French egg on authorities to protect ‘art’ of salade nicoise
A FRENCH senator has proposed to legally protect salade niçoise and other top regional dishes “like works of literature, music or art”.
The aim of the proposals is to stop restaurants and food companies from profiting from classic dishes’ popularity while altering their recipes beyond recognition.
Alexandra Borchio-fontimp, conservative senator for the Alpes-maritimes from the Republicans party, is teaming up with a group of intellectual property lawyers and chefs to propose ring-fencing traditional recipes but also new kitchen creations in order to promote “French culinary art”.
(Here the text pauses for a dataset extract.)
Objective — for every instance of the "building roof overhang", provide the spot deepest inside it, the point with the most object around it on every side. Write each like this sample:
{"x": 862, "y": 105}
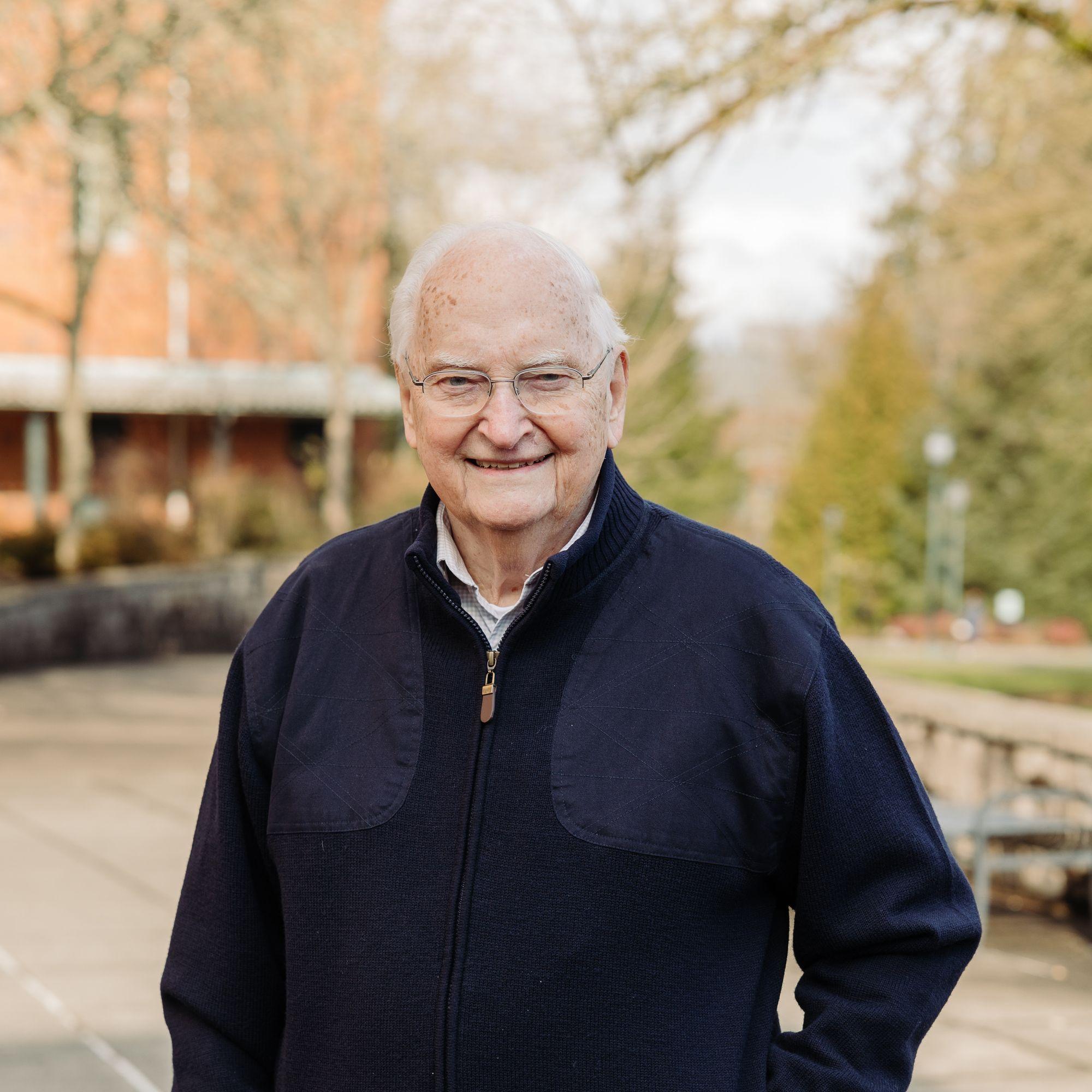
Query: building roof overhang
{"x": 35, "y": 382}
France’s gastronomic meal, a feast to mark an occasion where guests take pleasure in good food and wine, is already a Unesco world heritage treasure and the country has a draconian appellation system for wine and cheese but individual recipes are not protected by any French laws. However, guardians of traditional French dishes see red when green beans are added to salade niçoise, the famed Riviera dish with hard-boiled eggs, anchovies and olives.
They are unhappy when flamiche, a leek pie from Picardy, is stuffed with camembert when only cream will do; and their hackles are raised when yuzu is mixed into teurgoule, Normandy’s age-old baked rice pudding.
“Current legal texts don’t [adequately] frame the protection of culinary recipes,” Ms Borchio-fontimp said in a message to the culture minister last month. That left “traditional recipes open to being doctored” and new culinary creations being copied by “unscrupulous rivals”.
“Certain restaurateurs and food industry groups exploit the popularity of dishes like salade niçoise to get
‘Certain restaurateurs exploit the popularity of salad nicoise to get around the traditional recipe’
around the (traditional) recipe,” she told Le Figaro.
“Is it because certain ingredients are too expensive?” she asked. “In that case, you call your salad something else!”
Two associations, Toqualoi and the Cuisine niçoise collective, and Ms Borchio-fontimp propose drawing up an “official register” of protected recipes whose historic ingredients must be respected if restaurateurs want to use them.
The next step is to propose a legal framework and then table a draft law.